A Comprehensive Guide to Ensemble Learning Methods

Ensemble Learning|Ensemble Methods in Machine Learning

A Comprehensive Guide to Ensemble Learning Methods
 |  BY ProjectPro

Data Science replicates human behavior. We have designed machine learning to imitate how we behave as humans. Think of a model in Data Science as one way to learn. Human beings have a bias when they make a choice. The way one person lives their life cannot be scaled across the human race. Instead, when multiple people share their experiences and learnings, it is possible to develop a generalized approach. It is the same with machine learning models in Data Science. One model can do a good job with a machine learning problem, but a set of models will do a better job in most cases. This enhanced performance is because the combined model is more generalized with less bias.  

Let's say we are trying to get fit by controlling our diet. Your mother might suggest reducing the quantity of food you eat, but make sure that you eat breakfast, lunch, and dinner. You might have friends that say that intermittent fasting is the best way to go about it. Another friend might suggest a keto diet to optimize the number of macronutrients your body is getting. So, in theory, all of these are the possible models that might work for your use case. The question is, are you going to trust one model? Perhaps a better approach might be some combination of these suggestions that work best for you. That's it. That is the concept of ensemble learning models.

It is important to note that only the best ML models don't need to be used in an ensemble model. Instead, it should work for the problem at hand that we are trying to solve.


Customer Churn Prediction Analysis using Ensemble Techniques

Downloadable solution code | Explanatory videos | Tech Support

Start Project

Some of the best models that are implemented on Kaggle data science competitions are ensemble models. Read this blog all the way through to understand the A-Z of ensemble machine learning models. Getting started on your journey to becoming a data scientist or a machine learning engineer, explore ProjectPro’s real-world data science and machine learning projects to perfect the tools that a data scientist or machine learning engineer uses in the industry.

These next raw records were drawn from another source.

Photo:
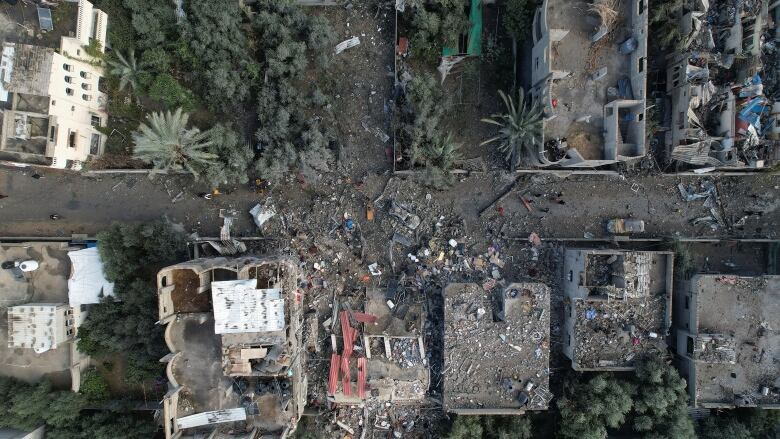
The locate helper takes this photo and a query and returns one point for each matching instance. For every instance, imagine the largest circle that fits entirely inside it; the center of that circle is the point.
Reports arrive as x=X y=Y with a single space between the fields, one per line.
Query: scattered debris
x=347 y=44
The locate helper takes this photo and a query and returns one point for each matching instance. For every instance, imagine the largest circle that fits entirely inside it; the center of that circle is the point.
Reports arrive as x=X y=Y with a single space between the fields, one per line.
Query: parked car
x=619 y=226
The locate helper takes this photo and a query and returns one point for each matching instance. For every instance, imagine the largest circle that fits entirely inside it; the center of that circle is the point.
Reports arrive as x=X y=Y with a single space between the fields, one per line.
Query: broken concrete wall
x=624 y=130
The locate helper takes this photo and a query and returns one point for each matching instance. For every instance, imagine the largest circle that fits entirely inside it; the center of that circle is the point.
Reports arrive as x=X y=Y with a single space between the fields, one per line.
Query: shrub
x=169 y=92
x=93 y=386
x=518 y=18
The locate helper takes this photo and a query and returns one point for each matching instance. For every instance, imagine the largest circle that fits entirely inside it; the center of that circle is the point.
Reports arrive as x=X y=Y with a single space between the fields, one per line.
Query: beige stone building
x=40 y=326
x=51 y=100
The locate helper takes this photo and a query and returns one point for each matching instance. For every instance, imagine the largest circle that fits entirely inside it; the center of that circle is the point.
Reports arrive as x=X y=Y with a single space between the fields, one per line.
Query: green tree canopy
x=225 y=68
x=520 y=129
x=167 y=143
x=592 y=406
x=661 y=401
x=491 y=427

ProjectPro Free Projects on Big Data and Data Science

What is Ensemble Learning?

Ensemble Learning 

Ensemble Learning is the process where multiple machine learning models are combined to get better results. The concepts that we will discuss are easy to grasp. From the introduction, we have an intuition about Ensemble models. The core idea is that the result obtained from a combination of models can be more accurate than any individual machine learning model in the group.

Let's go over the previous example. We were discussing what the best method to get fit by controlling our diet is. Essentially, all of the suggested methods are ways to optimize calorie intake. Each method has different yet effective ways of getting good results. Combining the processes in the right way will help get the most out of the entire exercise.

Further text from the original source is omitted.